The normal processes of the aging brain remain poorly understood, and some degree of memory loss is expected in usual senescence. Approximately 10% of the population over age 70 years will have significant memory loss, and at least half of these cases of dementia will be attributed to Alzheimer disease (AD). AD is perceived as the most common cause of dementia, affecting some 3 to 5 million people in the United States. Described nearly a century ago, the disease is characterized by both clinical and pathologic features. Patients most commonly have subtle memory loss followed by gradual progressive cognitive decline over several years. Positron emission tomography has revealed early metabolic changes in the parietal region. Pathologic studies reveal diffuse atrophy, whereas microscopic studies reveal extracellular accumulations of amyloid plaques and intracellular neurofibrillary tangles. The most significant pathologic abnormality is noted in the regions of the hippocampus, temporal cortex, and nucleus basalis. Genes associated with a susceptibility to development of AD have now been described. Familial AD cases led to the discovery of two presenilin genes, located on chromosomes 1 and 14, associated with early dementia. Another gene related to amyloid was identified in chromosome 21 and is related to excessive deposition of neuritic plaque. An additional gene locus related to sporadic cases was identified on chromosome 19, the Apo E gene. Apo E is involved in cholesterol transport and certain alleles of this gene are associated with increased risk of the development of AD.
While these data would suggest AD represents a specific pathologic disease process, other observations challenge that concept. The population frequency of AD increases with advancing age, reaching 20–40% in those over age 85 years. Some decline in memory is noted in most individuals as aging progresses. The pathologic markers of AD, neuritic plaques and neurofibrillary tangles, are seen in most aged brains. There is a quantitative relationship of far greater numbers of lesions in the AD cases. It has been proposed, then, that AD represents the end stage of the normal aging process.
The article from Ohnishi and colleagues in this issue of the AJNR (page 1680) adds evidence to this discussion. They present data attempting to characterize the regional morphologic changes in normal aging and in AD. The technique uses voxel-based morphometry to assess regional gray matter volumes. The need for spatial normalization limits precise volume determinations, but allows comparisons across subjects. The authors present interesting results demonstrating distinctive patterns of morphologic change in normal aging compared with that in patients thought to have AD. Normal aging was associated with declines in gray matter volume involving multiple areas of frontal, temporal, and parietal regions. Gray matter declines were observed specifically in the hippocampus and entorhinal cortex in the AD cases. The authors suggest that these findings support AD as a specific pathologic disease process rather than an extension of the normal aging process. Indeed, this supports what has become the most compelling position.
The mechanism leading to gray matter loss with aging is not well understood. The aging process also affects white matter, and subcortical changes are common. The current study did not assess subcortical white matter volumes, a very important question in this process. Vascular mechanisms have been implicated in both aging and AD, and decreased perfusion has been correlated with regional gray matter dysfunction. Deep white matter lesions are common with aging and are often attributed to small vessel ischemia. The effect on gray matter from the white matter changes is also poorly understood. Some loss of gray matter function is likely related to the white matter disease. It has been hypothesized that vascular changes affecting small vessels, arterioles, and capillaries, lead to ischemia and gray matter loss and could be causative in the pathogenesis of AD and senescence. This may more easily explain the more diffuse gray matter loss seen in aging than the discrete localization of lesions in AD, although much more data will be needed to establish the contribution of chronic vascular disease to gray matter loss. Studies such as the one by Ohnishi and colleagues may begin to add evidence to this concept. Investigations will be needed to help quantify white matter loss, and techniques for this may need to be developed. These quantitative studies of volume could then be matched to perfusion studies in an effort to understand the pathogenesis of the gray matter loss. MR perfusion, attempting to quantify cerebral blood flow and blood volume, would be crucial additional components to this work.
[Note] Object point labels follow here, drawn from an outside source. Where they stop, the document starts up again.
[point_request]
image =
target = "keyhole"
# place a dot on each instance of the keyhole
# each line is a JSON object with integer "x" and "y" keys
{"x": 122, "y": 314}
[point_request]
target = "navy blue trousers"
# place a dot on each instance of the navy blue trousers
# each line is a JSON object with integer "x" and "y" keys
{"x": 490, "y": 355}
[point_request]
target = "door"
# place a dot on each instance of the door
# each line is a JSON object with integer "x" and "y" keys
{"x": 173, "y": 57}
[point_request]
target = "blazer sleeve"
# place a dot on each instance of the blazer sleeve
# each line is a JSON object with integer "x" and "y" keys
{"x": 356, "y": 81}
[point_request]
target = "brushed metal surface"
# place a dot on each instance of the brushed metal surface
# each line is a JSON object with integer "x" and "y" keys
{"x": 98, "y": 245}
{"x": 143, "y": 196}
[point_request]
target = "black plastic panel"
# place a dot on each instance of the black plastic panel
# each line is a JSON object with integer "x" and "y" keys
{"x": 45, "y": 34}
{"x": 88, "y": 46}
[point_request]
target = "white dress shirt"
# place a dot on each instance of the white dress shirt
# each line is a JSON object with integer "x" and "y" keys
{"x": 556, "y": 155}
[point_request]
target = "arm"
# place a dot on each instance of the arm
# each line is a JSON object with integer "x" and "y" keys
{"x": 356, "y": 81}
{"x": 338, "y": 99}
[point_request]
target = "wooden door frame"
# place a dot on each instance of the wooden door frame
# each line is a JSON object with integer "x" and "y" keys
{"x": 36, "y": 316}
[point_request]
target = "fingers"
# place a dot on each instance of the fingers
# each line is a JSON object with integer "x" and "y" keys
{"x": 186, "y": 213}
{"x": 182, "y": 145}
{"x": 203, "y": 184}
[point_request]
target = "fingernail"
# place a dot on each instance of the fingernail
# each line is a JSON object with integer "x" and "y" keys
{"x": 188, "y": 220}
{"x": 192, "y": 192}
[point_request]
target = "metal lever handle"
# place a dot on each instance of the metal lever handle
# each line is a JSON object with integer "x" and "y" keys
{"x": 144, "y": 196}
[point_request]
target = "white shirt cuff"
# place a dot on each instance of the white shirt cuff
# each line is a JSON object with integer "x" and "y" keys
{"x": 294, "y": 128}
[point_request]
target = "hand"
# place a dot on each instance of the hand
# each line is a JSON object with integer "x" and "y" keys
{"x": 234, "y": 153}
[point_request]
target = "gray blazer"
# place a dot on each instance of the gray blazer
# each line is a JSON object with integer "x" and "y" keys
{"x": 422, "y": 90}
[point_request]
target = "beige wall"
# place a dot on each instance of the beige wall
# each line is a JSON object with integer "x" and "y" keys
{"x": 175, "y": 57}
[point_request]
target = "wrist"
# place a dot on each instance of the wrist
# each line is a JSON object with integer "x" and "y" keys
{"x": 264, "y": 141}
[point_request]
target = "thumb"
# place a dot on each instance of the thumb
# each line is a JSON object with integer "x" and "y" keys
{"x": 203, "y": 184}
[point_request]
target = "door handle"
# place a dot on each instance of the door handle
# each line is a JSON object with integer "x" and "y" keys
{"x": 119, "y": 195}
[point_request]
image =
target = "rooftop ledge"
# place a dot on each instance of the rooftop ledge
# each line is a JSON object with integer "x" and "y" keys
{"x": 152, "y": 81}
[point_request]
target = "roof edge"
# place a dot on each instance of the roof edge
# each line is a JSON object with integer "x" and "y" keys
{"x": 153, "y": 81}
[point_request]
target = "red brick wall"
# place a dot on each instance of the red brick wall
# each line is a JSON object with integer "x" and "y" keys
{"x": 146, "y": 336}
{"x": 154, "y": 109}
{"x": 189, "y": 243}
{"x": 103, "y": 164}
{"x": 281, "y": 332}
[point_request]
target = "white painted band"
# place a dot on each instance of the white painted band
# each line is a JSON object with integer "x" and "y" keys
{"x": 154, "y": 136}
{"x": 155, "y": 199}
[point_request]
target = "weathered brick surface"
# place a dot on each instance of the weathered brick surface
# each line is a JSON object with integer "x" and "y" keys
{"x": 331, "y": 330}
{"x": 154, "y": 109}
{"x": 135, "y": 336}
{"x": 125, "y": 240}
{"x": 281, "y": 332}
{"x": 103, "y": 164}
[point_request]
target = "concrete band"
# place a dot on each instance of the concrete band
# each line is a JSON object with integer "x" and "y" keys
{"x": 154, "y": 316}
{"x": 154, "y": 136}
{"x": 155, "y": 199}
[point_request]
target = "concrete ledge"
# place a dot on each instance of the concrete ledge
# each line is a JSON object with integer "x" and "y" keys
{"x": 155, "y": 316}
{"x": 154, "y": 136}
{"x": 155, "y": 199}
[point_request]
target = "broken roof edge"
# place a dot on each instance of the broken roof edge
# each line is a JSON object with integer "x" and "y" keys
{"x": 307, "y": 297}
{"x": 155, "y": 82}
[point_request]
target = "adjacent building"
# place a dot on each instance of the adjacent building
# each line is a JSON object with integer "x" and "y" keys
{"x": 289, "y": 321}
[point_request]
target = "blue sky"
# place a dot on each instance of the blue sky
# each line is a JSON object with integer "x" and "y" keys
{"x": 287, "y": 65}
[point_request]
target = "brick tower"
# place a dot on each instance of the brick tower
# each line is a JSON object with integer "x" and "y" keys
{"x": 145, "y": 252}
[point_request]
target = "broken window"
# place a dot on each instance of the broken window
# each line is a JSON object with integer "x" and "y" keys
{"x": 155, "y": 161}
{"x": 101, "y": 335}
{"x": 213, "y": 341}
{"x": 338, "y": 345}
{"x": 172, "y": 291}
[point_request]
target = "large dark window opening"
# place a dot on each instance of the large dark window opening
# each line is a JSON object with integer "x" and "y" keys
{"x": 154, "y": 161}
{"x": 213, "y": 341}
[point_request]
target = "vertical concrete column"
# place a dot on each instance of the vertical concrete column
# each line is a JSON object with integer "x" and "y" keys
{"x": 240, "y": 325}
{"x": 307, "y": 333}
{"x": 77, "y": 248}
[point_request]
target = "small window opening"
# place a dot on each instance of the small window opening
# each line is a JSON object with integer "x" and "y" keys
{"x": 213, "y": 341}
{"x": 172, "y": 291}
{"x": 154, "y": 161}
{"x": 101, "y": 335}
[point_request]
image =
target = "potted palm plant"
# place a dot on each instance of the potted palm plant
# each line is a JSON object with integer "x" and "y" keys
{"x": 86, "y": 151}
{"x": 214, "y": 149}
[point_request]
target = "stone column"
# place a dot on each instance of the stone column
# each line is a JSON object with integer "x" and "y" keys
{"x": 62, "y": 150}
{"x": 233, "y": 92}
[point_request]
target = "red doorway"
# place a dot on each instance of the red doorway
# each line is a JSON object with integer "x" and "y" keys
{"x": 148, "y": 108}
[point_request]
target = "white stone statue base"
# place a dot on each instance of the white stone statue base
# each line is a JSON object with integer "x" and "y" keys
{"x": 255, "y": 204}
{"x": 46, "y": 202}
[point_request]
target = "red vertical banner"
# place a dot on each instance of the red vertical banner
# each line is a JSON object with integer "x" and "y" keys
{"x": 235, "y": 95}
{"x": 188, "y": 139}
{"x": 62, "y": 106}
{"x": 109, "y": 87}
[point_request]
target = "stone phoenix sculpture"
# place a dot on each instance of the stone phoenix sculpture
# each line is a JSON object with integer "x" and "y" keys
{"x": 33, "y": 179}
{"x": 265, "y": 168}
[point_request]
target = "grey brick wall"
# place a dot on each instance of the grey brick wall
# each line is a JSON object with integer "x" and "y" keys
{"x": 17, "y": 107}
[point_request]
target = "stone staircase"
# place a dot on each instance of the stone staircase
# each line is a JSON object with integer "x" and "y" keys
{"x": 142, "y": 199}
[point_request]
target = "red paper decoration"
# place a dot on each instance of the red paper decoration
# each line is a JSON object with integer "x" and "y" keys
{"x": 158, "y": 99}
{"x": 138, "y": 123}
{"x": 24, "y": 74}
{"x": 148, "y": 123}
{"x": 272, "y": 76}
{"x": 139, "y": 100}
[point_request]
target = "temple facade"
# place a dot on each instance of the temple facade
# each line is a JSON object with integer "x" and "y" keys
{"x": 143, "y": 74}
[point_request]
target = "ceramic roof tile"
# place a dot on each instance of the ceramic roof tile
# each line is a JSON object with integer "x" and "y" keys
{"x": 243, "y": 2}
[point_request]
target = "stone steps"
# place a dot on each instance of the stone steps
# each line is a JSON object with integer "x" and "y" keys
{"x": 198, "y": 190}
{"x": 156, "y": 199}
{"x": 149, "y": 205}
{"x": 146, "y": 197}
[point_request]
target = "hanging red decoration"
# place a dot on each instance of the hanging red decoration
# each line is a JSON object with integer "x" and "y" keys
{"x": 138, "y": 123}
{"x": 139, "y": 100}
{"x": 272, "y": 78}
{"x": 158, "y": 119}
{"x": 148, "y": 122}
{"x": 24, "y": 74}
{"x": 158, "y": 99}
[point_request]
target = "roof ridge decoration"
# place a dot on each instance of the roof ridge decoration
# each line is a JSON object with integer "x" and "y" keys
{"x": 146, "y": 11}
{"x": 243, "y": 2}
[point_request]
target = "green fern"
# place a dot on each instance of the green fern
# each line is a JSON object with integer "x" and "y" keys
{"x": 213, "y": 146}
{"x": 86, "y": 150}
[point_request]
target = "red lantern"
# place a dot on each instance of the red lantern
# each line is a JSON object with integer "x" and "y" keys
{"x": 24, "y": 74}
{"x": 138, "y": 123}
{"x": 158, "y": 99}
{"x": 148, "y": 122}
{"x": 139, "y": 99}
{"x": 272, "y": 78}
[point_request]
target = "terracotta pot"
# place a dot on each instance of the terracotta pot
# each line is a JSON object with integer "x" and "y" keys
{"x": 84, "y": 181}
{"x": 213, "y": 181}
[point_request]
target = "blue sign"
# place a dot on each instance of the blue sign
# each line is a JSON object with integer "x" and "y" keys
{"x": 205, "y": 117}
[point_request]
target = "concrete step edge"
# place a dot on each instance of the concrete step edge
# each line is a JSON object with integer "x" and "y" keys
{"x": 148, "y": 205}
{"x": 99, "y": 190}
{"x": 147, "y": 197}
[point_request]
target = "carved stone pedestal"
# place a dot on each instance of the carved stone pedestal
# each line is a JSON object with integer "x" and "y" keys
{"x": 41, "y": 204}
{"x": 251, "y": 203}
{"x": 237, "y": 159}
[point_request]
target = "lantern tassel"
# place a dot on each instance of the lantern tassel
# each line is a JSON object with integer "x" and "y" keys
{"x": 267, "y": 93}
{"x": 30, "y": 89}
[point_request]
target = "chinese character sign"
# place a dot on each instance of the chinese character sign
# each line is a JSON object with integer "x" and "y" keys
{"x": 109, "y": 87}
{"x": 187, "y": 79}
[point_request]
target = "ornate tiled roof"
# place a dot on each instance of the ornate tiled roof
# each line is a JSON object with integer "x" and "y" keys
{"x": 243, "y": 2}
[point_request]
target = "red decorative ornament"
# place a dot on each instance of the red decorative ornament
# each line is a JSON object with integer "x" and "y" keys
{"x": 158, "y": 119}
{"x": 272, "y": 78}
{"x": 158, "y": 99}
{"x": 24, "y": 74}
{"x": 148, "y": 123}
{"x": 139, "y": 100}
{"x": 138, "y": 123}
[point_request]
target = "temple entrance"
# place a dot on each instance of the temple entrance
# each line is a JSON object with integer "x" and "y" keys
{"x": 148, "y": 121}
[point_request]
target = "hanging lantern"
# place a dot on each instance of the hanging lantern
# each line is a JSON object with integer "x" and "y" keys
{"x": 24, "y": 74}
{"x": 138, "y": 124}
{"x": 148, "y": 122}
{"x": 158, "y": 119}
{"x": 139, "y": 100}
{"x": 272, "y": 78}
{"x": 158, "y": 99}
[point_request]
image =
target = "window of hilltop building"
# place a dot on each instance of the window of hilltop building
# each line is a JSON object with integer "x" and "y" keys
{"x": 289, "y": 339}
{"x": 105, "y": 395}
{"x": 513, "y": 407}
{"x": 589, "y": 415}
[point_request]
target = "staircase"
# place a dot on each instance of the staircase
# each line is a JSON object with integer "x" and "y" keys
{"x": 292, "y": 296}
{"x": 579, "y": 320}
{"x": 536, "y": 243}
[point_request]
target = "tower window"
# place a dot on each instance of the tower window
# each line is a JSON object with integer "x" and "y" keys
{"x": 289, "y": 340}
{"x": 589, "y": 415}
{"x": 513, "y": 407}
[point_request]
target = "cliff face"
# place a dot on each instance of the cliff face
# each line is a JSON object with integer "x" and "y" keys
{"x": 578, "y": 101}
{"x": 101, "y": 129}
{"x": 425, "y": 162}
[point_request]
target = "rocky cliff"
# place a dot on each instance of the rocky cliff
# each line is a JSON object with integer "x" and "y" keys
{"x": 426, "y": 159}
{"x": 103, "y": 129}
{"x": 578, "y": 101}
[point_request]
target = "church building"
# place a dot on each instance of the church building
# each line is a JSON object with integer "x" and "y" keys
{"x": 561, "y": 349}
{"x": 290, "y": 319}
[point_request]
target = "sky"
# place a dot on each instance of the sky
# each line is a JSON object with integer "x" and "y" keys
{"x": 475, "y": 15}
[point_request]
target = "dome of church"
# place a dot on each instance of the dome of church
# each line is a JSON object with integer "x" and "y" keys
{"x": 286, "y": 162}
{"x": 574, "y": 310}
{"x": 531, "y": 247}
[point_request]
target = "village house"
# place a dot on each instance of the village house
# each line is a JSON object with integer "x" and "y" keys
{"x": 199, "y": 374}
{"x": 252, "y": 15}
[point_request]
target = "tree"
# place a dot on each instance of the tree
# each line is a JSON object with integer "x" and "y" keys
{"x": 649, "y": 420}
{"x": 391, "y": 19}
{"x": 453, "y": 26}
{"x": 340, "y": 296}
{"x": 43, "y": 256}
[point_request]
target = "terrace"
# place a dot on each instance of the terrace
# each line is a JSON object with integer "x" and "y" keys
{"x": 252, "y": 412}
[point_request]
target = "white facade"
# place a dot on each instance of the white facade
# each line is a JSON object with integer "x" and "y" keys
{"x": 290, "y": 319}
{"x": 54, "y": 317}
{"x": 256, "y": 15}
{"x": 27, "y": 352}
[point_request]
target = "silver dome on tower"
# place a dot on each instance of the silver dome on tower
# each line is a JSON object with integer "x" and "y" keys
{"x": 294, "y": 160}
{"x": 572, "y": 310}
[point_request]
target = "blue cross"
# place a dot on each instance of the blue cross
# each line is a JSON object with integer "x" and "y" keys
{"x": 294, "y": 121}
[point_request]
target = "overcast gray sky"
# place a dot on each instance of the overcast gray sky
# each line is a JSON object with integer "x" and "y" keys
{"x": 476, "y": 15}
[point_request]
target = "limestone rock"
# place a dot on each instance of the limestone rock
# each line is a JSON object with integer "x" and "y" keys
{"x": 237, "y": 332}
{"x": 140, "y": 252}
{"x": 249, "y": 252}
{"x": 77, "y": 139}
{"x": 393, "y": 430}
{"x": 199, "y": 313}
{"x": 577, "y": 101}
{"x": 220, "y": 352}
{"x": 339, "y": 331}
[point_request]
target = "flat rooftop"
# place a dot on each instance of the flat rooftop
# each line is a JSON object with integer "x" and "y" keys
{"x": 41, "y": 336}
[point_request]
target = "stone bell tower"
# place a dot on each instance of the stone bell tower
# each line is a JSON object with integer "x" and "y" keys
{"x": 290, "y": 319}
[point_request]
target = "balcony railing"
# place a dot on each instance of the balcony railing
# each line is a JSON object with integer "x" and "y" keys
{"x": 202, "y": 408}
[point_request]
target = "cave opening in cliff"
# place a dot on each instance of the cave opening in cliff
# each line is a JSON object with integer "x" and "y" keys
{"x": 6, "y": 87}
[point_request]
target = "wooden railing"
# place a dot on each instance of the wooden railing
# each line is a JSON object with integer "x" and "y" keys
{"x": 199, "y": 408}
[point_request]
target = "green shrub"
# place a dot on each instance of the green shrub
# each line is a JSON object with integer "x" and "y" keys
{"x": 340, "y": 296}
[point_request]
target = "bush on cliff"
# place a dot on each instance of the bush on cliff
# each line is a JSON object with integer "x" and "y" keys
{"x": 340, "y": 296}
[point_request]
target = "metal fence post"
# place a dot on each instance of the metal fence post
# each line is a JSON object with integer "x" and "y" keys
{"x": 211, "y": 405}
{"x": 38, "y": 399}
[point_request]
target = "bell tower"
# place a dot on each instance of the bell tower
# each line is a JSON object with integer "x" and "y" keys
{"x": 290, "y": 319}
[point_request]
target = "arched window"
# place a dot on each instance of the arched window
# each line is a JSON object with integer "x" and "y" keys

Perfusion could be reduced as either cause or result of gray matter loss, and the sequence must be clarified. MR technology clearly has moved beyond anatomic imaging and provides physiologic information important to understanding this disease.
The issues of gray matter loss are important in normal aging and disease. Studies that can help quantify and localize changes will be powerful techniques, and can be coupled with studies of regional perfusion to further develop our understanding of the processes leading to tissue loss.